What Truly Forms a Love of Learning
What Shaped Me: Learning, Music, and Parenting Through the Teenage Years
As I walk through the teenage years with my 13-year-old son, I often find my thoughts drifting back to my own childhood. This season invites reflection, both on the past and on myself. Parenting him has revealed my own limitations as a mother, but it has also drawn my attention to the experiences that quietly formed me and continue to shape who I am today.
Perhaps this reflection comes not only because I am a parent, but also because I am a teacher. Day after day, I work with students at different stages of growth, watching how habits are formed, how attention is shaped, and how a child’s relationship with learning slowly takes root. Parenting and teaching have a way of illuminating each other.
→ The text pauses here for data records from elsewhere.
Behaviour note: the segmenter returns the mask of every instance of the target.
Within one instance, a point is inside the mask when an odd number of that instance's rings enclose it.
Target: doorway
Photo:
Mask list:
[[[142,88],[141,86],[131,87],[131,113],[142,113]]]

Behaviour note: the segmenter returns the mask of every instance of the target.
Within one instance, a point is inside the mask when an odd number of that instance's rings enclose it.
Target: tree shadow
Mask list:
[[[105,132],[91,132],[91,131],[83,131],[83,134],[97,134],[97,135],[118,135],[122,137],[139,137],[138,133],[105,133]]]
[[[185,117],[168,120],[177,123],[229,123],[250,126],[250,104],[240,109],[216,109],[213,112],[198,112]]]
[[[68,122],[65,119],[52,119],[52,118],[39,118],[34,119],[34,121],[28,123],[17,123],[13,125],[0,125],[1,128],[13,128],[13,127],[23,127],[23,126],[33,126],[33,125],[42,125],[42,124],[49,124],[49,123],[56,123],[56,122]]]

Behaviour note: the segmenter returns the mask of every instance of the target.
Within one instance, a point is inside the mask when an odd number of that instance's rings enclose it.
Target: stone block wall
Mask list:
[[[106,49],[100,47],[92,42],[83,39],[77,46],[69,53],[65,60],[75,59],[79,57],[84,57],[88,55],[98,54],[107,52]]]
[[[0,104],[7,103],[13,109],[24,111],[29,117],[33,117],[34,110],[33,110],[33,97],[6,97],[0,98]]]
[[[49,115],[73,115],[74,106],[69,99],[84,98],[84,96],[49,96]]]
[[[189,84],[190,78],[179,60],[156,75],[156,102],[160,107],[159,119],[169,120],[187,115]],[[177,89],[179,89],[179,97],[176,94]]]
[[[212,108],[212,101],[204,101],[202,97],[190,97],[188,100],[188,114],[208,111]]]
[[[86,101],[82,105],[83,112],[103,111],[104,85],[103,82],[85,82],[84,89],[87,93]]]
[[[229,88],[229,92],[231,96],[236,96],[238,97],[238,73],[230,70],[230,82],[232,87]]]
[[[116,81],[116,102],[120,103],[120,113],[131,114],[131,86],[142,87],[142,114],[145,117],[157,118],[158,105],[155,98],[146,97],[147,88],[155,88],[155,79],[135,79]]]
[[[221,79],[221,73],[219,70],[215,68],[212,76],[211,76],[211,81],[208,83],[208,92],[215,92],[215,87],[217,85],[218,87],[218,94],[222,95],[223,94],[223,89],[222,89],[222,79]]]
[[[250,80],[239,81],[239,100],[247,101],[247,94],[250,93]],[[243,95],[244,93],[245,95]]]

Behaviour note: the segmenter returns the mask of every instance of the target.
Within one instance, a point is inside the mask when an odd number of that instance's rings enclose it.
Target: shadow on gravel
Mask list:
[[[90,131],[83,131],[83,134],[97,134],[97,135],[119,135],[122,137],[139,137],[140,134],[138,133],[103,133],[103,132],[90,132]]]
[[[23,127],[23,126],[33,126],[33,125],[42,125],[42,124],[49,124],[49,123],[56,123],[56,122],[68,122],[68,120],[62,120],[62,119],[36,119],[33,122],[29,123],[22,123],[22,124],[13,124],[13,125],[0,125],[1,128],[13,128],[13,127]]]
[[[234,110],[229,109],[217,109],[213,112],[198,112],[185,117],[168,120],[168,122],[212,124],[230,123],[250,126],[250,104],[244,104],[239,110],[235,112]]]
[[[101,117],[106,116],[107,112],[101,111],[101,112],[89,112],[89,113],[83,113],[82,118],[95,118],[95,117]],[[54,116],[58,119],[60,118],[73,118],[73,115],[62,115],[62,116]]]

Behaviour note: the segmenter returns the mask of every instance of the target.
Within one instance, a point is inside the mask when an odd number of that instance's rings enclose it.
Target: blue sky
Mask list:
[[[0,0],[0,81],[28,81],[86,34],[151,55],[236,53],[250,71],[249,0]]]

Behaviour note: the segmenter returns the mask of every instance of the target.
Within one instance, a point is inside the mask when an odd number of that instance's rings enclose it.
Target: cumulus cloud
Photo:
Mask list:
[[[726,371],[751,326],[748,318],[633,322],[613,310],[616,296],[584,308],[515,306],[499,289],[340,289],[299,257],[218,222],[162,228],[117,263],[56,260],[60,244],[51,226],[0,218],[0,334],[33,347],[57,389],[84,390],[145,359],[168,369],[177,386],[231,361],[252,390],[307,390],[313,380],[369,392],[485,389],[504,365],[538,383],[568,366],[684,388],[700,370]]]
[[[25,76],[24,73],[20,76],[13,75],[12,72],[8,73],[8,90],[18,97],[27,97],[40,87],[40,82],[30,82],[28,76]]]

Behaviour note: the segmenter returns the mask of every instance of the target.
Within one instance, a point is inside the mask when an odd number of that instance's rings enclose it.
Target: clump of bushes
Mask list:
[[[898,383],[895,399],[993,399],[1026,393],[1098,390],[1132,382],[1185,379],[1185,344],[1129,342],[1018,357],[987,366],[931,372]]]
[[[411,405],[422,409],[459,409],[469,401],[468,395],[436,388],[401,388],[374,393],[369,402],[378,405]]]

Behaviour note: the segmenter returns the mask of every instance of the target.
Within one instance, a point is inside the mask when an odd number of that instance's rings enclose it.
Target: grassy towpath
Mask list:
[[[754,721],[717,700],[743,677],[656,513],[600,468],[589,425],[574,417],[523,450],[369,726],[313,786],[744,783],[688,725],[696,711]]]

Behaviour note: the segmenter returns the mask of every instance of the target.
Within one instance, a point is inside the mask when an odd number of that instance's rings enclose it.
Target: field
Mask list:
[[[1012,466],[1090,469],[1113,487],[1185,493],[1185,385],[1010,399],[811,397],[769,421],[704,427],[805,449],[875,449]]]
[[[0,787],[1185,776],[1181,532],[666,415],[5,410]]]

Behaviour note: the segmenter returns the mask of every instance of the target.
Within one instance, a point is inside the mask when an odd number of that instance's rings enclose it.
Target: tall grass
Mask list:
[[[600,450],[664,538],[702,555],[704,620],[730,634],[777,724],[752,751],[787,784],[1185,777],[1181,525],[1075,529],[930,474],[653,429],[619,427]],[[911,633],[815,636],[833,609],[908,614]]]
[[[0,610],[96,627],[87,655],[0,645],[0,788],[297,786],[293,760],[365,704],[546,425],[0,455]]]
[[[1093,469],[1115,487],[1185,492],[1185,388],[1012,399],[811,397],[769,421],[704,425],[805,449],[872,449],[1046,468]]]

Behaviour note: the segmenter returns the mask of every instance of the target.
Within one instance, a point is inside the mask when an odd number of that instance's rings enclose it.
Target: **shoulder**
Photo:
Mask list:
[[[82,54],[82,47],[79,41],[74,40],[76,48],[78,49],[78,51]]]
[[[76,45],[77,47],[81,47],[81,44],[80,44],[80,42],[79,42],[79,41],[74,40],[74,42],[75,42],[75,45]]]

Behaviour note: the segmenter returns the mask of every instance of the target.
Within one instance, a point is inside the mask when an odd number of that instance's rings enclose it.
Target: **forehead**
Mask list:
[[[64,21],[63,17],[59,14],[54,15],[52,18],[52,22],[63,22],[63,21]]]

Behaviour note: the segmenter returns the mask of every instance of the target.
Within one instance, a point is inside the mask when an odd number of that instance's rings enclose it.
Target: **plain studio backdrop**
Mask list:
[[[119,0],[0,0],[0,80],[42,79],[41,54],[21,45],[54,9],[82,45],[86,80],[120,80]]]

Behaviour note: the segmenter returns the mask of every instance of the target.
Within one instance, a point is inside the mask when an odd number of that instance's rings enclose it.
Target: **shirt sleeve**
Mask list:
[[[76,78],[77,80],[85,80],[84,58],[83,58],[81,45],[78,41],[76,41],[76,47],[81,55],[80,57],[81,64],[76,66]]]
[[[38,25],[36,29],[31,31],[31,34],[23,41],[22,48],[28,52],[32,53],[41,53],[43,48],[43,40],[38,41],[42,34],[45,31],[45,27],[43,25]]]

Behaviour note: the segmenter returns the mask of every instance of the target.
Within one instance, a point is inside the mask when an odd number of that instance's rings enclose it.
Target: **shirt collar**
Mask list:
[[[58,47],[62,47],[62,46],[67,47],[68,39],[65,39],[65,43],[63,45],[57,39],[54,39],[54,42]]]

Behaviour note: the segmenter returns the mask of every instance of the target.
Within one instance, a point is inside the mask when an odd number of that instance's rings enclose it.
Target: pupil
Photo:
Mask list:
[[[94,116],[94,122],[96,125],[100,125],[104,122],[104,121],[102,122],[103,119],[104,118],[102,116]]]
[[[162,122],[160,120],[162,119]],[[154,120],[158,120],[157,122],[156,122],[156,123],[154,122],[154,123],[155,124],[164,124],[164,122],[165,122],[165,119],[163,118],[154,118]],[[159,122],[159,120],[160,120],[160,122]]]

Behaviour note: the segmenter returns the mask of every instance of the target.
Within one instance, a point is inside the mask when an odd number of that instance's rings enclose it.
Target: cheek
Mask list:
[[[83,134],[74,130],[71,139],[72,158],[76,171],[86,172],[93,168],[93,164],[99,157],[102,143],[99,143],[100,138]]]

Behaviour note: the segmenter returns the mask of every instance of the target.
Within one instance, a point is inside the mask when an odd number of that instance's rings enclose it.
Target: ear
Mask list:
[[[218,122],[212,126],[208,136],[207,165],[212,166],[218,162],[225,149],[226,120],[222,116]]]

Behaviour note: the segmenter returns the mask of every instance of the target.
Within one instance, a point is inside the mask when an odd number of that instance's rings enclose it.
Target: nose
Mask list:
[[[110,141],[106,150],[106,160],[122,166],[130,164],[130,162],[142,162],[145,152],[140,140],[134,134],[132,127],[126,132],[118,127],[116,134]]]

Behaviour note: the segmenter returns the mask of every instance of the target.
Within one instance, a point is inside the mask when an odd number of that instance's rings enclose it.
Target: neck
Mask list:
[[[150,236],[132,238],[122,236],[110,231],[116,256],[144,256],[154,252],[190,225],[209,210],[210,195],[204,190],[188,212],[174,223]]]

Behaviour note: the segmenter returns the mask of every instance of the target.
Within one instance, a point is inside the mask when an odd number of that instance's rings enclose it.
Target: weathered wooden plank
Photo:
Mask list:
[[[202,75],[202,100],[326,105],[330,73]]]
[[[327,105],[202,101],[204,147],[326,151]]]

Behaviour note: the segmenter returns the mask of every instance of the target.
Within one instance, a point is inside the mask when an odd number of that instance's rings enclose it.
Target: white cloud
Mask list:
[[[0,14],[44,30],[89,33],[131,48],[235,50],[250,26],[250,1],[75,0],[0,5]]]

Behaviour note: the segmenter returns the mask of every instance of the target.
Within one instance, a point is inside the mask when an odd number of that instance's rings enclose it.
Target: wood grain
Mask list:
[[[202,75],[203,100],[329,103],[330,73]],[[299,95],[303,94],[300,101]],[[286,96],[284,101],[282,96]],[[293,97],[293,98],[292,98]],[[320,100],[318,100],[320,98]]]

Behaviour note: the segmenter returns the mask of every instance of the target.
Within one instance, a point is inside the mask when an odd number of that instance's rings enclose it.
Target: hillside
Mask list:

One thing I know with certainty is this: I love learning.
In a world saturated with noise and distraction, what genuinely energizes and grounds me is reading books. I love to learn. Even now, at 46, I cannot imagine a life without learning. It is the one place where I feel deeply satisfied, mentally alive, and inwardly nourished. There are many things about myself that I struggle to accept, but this is one thing I truly appreciate. I have an enduring hunger for knowledge and for new insights across so many areas of life.
That realization naturally leads me to wonder where this hunger came from.
When I look back, I believe the answer is music.
From a very young age, I practiced every day, long before I understood words like discipline, formation, or delayed gratification. Day after day, year after year, I wrestled with one piece after another, working to master technique and to cultivate artistry, however imperfect it may have been. Even as a child, my mind was constantly engaged. How can I make this piece sound more beautiful? What did my teacher tell me to do? What technique is missing here? What do I need to practice in order to gain it?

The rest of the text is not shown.